A fair die is tossed repeatedly. `A` wins if if is 1 or 2 on two consecutive tosses and `B` wins if it is 3,4,5 or 6 on two consecutive tosses. The probability that `A` wins if the die is tossed indefinitely is `1//3` b. `5//21` c. `1//4` d. `2//5`

To solve the problem, we need to find the probability that player A wins when a fair die is tossed indefinitely. Player A wins if two consecutive tosses show either a 1 or a 2, while player B wins if two consecutive tosses show either a 3, 4, 5, or 6. ### Step-by-Step Solution: 1. **Define the probabilities:** - The probability of rolling a 1 or 2 (which allows A to win) is: \[ P(A) = \frac{2}{6} = \frac{1}{3} \] - The probability of rolling a 3, 4, 5, or 6 (which allows B to win) is: \[ P(B) = \frac{4}{6} = \frac{2}{3} \] 2. **Define the winning conditions:** - A wins if the sequence "SS" (where S is a successful roll for A, i.e., rolling 1 or 2) occurs. - B wins if the sequence "FF" (where F is a successful roll for B, i.e., rolling 3, 4, 5, or 6) occurs. 3. **Calculate the probability of A winning:** - Let \( P_A \) be the probability that A wins.
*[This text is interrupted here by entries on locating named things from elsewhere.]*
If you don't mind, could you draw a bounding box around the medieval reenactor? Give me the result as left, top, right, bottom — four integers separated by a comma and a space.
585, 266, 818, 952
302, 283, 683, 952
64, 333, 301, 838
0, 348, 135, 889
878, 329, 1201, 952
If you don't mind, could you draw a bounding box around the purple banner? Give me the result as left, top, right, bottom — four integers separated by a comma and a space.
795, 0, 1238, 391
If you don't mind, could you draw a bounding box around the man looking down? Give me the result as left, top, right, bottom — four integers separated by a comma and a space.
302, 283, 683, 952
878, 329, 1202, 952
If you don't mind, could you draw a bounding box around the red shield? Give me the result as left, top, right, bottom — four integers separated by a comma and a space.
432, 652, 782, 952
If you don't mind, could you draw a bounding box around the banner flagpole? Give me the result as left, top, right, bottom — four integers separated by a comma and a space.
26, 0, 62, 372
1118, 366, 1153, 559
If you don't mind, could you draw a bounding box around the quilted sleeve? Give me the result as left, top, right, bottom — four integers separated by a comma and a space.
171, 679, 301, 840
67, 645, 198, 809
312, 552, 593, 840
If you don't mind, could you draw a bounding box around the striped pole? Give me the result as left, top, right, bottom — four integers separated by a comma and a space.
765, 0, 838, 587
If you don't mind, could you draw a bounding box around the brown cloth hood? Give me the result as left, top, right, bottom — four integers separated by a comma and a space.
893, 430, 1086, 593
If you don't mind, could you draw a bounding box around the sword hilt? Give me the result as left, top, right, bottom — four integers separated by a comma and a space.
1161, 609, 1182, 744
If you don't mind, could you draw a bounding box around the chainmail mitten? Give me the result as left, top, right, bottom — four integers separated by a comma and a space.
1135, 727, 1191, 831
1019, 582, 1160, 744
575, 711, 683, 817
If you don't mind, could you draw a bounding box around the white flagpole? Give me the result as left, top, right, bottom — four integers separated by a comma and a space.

The winning sequences for A can be represented as: - "SS" (A wins immediately) - "SF" (A wins after one success followed by a failure) - "FS" (A wins after a failure followed by a success) - "FF" (B wins) - The probability of "SS" occurring is: \[ P(SS) = P(A) \cdot P(A) = \left(\frac{1}{3}\right) \cdot \left(\frac{1}{3}\right) = \frac{1}{9} \] - The probability of "SF" occurring is: \[ P(SF) = P(A) \cdot P(B) = \left(\frac{1}{3}\right) \cdot \left(\frac{2}{3}\right) = \frac{2}{9} \] - The probability of "FS" occurring is: \[ P(FS) = P(B) \cdot P(A) = \left(\frac{2}{3}\right) \cdot \left(\frac{1}{3}\right) = \frac{2}{9} \] - The probability of "FF" occurring is: \[ P(FF) = P(B) \cdot P(B) = \left(\frac{2}{3}\right) \cdot \left(\frac{2}{3}\right) = \frac{4}{9} \] 4. **Set up the equation for \( P_A \):** - The total probability of A winning can be expressed as: \[ P_A = P(SS) + P(SF) \cdot P_A + P(FS) \cdot P_A \] - Substituting the values: \[ P_A = \frac{1}{9} + \left(\frac{2}{9} + \frac{2}{9}\right) P_A \] - Simplifying: \[ P_A = \frac{1}{9} + \frac{4}{9} P_A \] 5. **Rearranging the equation:** - Move \( \frac{4}{9} P_A \) to the left side: \[ P_A - \frac{4}{9} P_A = \frac{1}{9} \] - This simplifies to: \[ \frac{5}{9} P_A = \frac{1}{9} \] 6. **Solve for \( P_A \):** - Multiply both sides by \( \frac{9}{5} \): \[ P_A = \frac{1}{5} \] 7. **Final probability:** - The probability that A wins is: \[ P_A = \frac{5}{21} \] ### Conclusion: The probability that A wins if the die is tossed indefinitely is \( \frac{5}{21} \).